Standard preprocessing procedures were performed using SPM8 (Statistical Parametric Mapping software, SPM: Wellcome Department of Imaging Neuroscience, London, UK; http://www.fil.ion.ucl.ac.uk/spm/) implemented in Matlab 7.7 (The Mathworks) following the signal processing pipeline developed by Mantini et al. (2011).

Functional images were slice‐time corrected to the middle slice (reference slice = 25), spatially realigned to the first image in the time series, normalized to the standard EPI template in Montreal Neurological Institute (MNI) space, and resampled into 3 mm isotropic voxels (Friston et al., 1995). Spatial smoothing was not applied in order to avoid introducing artificial local spatial correlations (Achard et al., 2006; Achard and Bullmore, 2007; Salvador et al., 2005). During fMRI data preprocessing, we quantified for each participant the root mean squared variance (rmsvariance) of head motion, on the basis of the head motion realignment parameters (Ebisch et al., 2011). Average subject rmsvariance of motion was 0.08 mm (SD = 0.05). No subject was characterized by movement larger than 0.3 mm during fMRI scanning.

Region Definition

Candidate ROIs were generated in an unbiased manner from a separate task‐related fMRI data set (Beets et al., 2013) of young (n = 26, range =17–27 years; mean = 21.15 years; SD = 2.33; 14 females) and older adults (n = 21, range = 60–80 years; mean = 69.02 years; SD = 1.98; 11 females). This study explored age‐related differences in motor activation while subjects performed the same bimanual visuomotor task used in our study. The main BOLD contrast of interest was bimanual visuomotor task performance vs baseline condition (no movement) in young and older adults. Young and old z‐score maps from the task‐based fMRI study were combined to find overlapping ROIs by means of a conjunction analysis [young (bimanual visuomotor task > baseline) ∩ old (bimanual visuomotor task > baseline)] (Nichols et al., 2005). The statistical threshold was set to P < 0.05 FWE corrected for multiple comparisons and a cluster size minimum of 20 voxels.

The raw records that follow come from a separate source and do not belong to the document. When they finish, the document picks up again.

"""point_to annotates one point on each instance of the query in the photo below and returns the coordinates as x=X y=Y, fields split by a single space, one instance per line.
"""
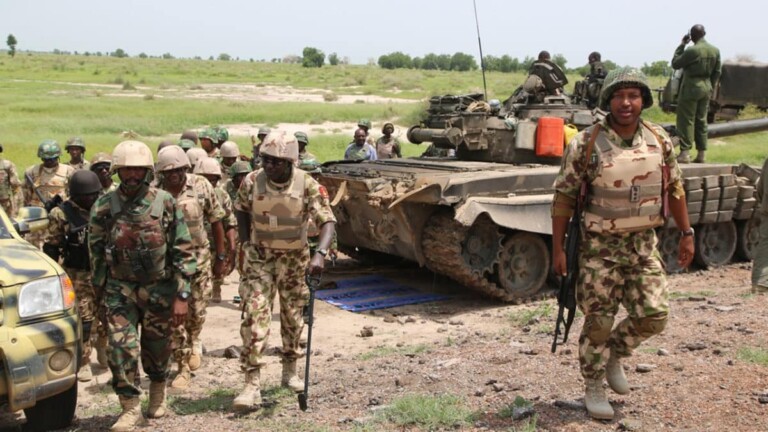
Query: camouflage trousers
x=188 y=333
x=130 y=304
x=268 y=272
x=638 y=282
x=760 y=265
x=88 y=302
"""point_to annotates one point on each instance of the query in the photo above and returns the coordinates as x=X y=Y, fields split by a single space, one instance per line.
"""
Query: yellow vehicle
x=39 y=328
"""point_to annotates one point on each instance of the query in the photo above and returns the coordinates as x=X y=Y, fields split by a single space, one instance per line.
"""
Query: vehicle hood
x=20 y=262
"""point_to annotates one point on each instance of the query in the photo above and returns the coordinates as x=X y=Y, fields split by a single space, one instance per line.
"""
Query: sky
x=627 y=33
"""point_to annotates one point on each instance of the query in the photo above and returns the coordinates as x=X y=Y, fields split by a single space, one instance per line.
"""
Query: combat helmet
x=280 y=145
x=622 y=78
x=240 y=167
x=230 y=149
x=48 y=149
x=132 y=154
x=84 y=182
x=208 y=166
x=75 y=142
x=171 y=158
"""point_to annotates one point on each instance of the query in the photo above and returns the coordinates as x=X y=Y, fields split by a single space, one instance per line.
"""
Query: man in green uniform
x=273 y=208
x=142 y=260
x=701 y=72
x=633 y=183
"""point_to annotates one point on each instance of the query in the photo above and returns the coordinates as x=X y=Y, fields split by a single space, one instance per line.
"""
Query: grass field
x=98 y=98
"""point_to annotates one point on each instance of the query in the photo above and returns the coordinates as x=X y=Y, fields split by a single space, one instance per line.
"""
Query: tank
x=482 y=216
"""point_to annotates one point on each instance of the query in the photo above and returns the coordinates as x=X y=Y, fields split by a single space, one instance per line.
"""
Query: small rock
x=644 y=367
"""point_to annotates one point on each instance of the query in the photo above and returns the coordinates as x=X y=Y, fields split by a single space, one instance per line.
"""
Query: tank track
x=441 y=243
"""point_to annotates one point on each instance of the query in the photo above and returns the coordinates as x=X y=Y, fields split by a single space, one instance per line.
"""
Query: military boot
x=614 y=373
x=130 y=418
x=290 y=379
x=156 y=399
x=684 y=157
x=594 y=398
x=250 y=397
x=183 y=377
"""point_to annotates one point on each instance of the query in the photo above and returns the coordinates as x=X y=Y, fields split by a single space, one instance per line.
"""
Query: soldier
x=387 y=146
x=142 y=260
x=76 y=149
x=46 y=183
x=307 y=161
x=701 y=72
x=211 y=170
x=273 y=207
x=622 y=158
x=67 y=239
x=11 y=195
x=359 y=149
x=197 y=201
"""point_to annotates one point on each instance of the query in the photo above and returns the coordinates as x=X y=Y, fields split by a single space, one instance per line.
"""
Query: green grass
x=758 y=356
x=386 y=351
x=430 y=412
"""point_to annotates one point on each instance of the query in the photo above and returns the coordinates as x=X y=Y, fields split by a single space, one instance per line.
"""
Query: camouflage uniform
x=11 y=195
x=760 y=266
x=138 y=290
x=618 y=268
x=268 y=270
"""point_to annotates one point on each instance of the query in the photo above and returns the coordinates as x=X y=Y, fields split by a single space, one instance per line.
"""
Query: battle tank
x=482 y=217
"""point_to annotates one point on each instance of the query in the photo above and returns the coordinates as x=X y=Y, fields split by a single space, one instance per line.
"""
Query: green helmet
x=622 y=78
x=75 y=142
x=48 y=149
x=301 y=137
x=239 y=167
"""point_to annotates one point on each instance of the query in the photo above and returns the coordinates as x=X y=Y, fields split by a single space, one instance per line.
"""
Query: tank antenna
x=480 y=44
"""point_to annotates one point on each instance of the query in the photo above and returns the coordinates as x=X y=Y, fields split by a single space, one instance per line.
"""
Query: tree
x=312 y=57
x=11 y=42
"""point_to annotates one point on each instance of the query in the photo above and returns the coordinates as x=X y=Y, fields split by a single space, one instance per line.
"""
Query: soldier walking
x=632 y=174
x=273 y=208
x=142 y=259
x=198 y=202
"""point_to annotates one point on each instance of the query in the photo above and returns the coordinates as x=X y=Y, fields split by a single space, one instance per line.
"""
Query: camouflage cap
x=622 y=78
x=75 y=142
x=301 y=137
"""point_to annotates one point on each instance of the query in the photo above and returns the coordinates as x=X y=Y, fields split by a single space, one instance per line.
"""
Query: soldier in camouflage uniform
x=76 y=149
x=211 y=170
x=760 y=266
x=630 y=168
x=142 y=259
x=67 y=239
x=11 y=195
x=199 y=204
x=43 y=182
x=273 y=207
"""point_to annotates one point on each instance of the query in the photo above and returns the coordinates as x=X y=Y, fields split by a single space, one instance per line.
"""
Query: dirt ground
x=486 y=354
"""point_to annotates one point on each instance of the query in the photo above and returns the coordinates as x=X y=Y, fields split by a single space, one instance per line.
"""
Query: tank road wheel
x=480 y=248
x=748 y=235
x=715 y=244
x=669 y=245
x=524 y=264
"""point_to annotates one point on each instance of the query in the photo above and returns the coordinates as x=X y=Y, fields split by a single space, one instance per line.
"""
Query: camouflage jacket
x=180 y=256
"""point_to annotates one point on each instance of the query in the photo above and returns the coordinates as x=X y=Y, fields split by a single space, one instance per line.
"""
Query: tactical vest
x=136 y=250
x=278 y=219
x=626 y=194
x=76 y=254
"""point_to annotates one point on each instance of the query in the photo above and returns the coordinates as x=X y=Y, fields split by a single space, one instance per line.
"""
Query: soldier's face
x=626 y=106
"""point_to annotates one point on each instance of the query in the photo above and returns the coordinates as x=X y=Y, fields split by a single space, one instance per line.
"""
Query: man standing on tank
x=142 y=259
x=633 y=183
x=701 y=72
x=273 y=208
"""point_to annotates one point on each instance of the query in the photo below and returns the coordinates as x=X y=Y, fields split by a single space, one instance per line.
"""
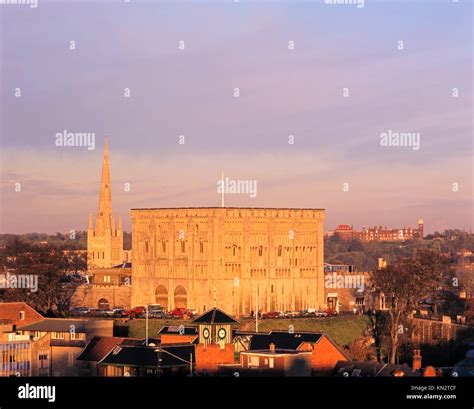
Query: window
x=43 y=357
x=71 y=359
x=254 y=361
x=77 y=336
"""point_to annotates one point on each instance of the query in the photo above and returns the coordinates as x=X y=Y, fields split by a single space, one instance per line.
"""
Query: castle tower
x=421 y=229
x=105 y=242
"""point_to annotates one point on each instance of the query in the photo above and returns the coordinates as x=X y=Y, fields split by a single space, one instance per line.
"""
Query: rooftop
x=214 y=316
x=224 y=208
x=56 y=325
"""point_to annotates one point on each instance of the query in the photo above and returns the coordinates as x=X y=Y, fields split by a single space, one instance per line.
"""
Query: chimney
x=416 y=360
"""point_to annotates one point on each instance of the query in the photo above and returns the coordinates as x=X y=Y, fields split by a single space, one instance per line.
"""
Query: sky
x=346 y=82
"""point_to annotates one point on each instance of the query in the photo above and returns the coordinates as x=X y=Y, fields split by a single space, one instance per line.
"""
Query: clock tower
x=215 y=344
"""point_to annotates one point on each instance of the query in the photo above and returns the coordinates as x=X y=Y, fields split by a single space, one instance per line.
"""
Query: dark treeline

To define regions for our resting state connectivity analysis, we chose the peak voxel with the highest z‐score (z ≥ 4.69) in the positive group analysis. Our ROIs were composed of 6‐mm radius spheres centered on these peak voxels and were created using the MarsBAR toolbox (http://marsbar.sourceforge.net). The size of the spheres was selected to ensure that they contained voxels that were significantly activated in all cases. We defined the following a priori ROIs: supplementary motor area (SMA); middle cingulate (MCC); dorsal premotor area (PMd: R, L); ventral premotor area (PMv: R, L); primary motor cortex (M1: R, L); dorsal primary somatosensory area (S1d: R); ventral primary somatosensory area (S1v: R, L); and somatosensory association area (SAA: R). Regions, coordinates and peak z‐scores are listed in Table 1.

Table 1.

Regions defined for the resting state motor network

Area Hemisphere x y z z‐score
Movement>baseline
Supplementary motor area (SMA) bilateral 2 −8 52 5.64
Middle cingulate(MCC) bilateral 2 8 46 5.15
Dorsal premotor area (PMd) R 34 −4 62 5.12
L −28 −22 64 5.62
Ventral premotor area (PMv) R 32 −8 52 5.79
L −26 −8 54 5.39
Primary motor cortex (M1) R 34 −32 62 5.74
L −42 −22 54 6.09
Dorsal primary somatosensory area (S1d) L −40 −42 60 4.99
Ventral primary somatosensory area(S1v) R 36 26 46 6.53
L −30 −30 48 6.19
Somatosensory association area (SAA) R 14 −60 60 4.92
graphic file with name HBM-35-3945-g005.jpg

Regions obtained after a conjunction analysis (young ∩ old) from a task‐based fMRI study, P FWE < 0.05, z ≥ 4.69. Spheres of 6‐mm radius centered on z‐peak voxels. R, right; L, left; A, anterior.

To the best of our knowledge, the most suitable approach to explore age‐related effects on resting state functional connectivity within a task‐specific motor network was to localize our ROIs from an independent task‐related fMRI data set in which young and older individuals performed the same bimanual visuomotor task used in our study. This rationale is supported by previous research that emphasizes the suitability of this approach to identify functionally specific regions in domains where the underlying function can be unequivocally localized from independent scans (Poldrack, 2007), as well as the importance of determining ROIs directly derived from the data and to avoid predefined ROIs in order to maximize accuracy (Smith et al., 2011).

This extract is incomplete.